Can’t happen? Kenneth Rogoff, ex-IMF chief economist sees this as a major US risk scenario.

The most unbelievable financial irresponsibility was allowed to mushroom into incredible financial leveraging, which is now being brutally imploded, taking out respected financial names three at a time.

So far, the write-offs this past year amount to $500bn. But there is another $1tn looming that will need to be settled fairly shortly.

Even if miracles do happen, and they do, and private bank provisioning, predatory bank take-outs and ultimately the government bailout of a lifetime cleans up the US financial system, its sovereign reputation will have been burnished, its good name no longer what it used to be, the penalties lingering for years, in an impaired fiscal burden and underperforming growth story trying to pay off this generational folly.
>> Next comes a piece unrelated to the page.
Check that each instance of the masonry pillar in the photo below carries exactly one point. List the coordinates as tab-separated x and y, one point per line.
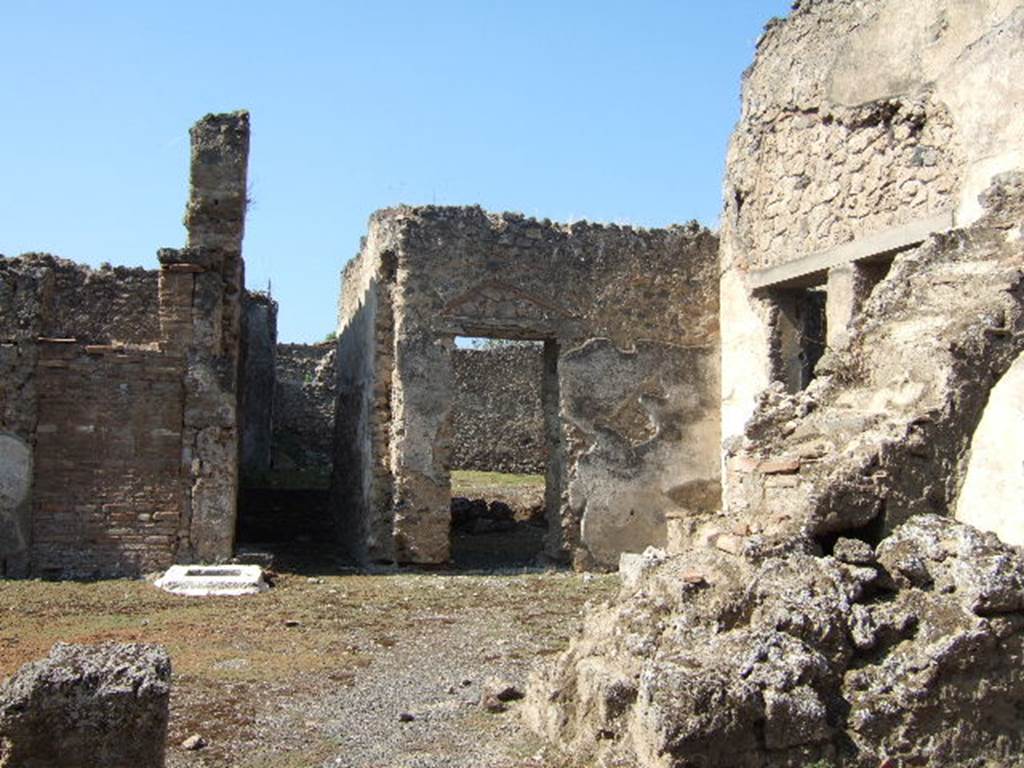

In there somewhere, Rogoff claims, is a currency penalty as foreigners refuse to accord the US unchanged financial status with such an impaired reputation.

Here we are, worried about a faceless ambush on our fragile balance of payments and exposed currency, if for the only reason that we experienced such ambushes before, most memorial in 1985, 1998 and 2001.

Yet it may be mostly bad conscience that makes us fear a repeat of sudden stops and foreign capital reversals, sinking everything in sight at great cost to us, even if such risks aren’t negligible in a turbulent world.

It is in fact America, for the past six decades carried by its superpower status, which has had the ultimate financial free ride ever that faces Armageddon.

For why would the world keep on rewarding such unbelievable foolishness indefinitely?

Over the past week, global panic favoured the usual safe havens, with gold enjoying its biggest daily jump (back to nearly $900 before correcting), and the three-month US Treasury bill (its yield collapsing to 0.15%, the lowest since 1941).

So far, the world keeps carrying the US, as yet not having lost its appetite for US assets. But the US risk profile is steadily changing, now greatly accelerated by the financial crisis of recent times.

If anybody currently faces the risk of sudden stops and reversals, it is probably the US.

And a dramatic downward adjustment in the Dollar would probably boost commodity prices, especially gold.

All of that also holds Rand risks. Probably mostly firming ones. The one outcome few apparently want to think about.